Impulse für die Rezeption der jüdischen Literatur setzt unser Lehrender Martin A. Hainz, Leiter der Stabstelle Forschung, seit Jahren.

Unter anderem als Vorstandsmitglied der Rose Ausländer Gesellschaft. Ziel der Gesellschaft ist es, das Werk der Lyrikerin bekannt zu machen und wissenschaftlich zu erschließen.

Dafür spricht die Qualität der Lyrik, die vor allem auch die Beobachtungen einer Zeitgenossin des 20. Jahrhunderts und seiner Abgründe ist – und hier mit scharfem Blick schildert und interveniert, ganz in der Tradition Heinrich Heines. Es ist das spannende Werk über ebenso spannende, doch auch schreckliche Zeiten, Gedichte, die aktuell sind – und immer wieder wert gelesen zu werden.
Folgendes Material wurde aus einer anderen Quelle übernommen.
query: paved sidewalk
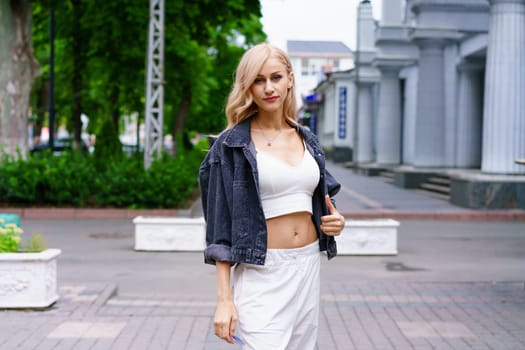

Die Dichterin, 1901 in der Stadt Czernowitz geboren, die zu dieser Zeit noch zur Habsburg-Monarchie gehört, entstammt dem liberal-jüdischen Bürgertum, sie empfängt Anregungen aus der jüdischen Tradition sowie aus der Philosophie. Und sie wird Zeugin der Verhältnisse der russischen Besetzung ihrer Stadt 1916, aufgrund dieser erlebt sie erstmals, aber nicht zum letzten Male die Flucht. Sie lebt in Wien, dann wieder im – nun aber rumänischen – Czernowitz. Gemeinsam mit einem Studienfreund wandert sie angesichts der Verhältnisse 1921 in die USA aus, wo sie als Brotberuf unter anderem Buchhalterin ist, aber auch schon dichterisch tätig ist. Sie heiratet, lässt sich aber bald wieder scheiden; die spätere Beziehung mit der Liebe ihres Lebens scheitert ebenso. Konstante ihres Lebens sind da bereits die scharfen Beobachtungen in Gedichtform.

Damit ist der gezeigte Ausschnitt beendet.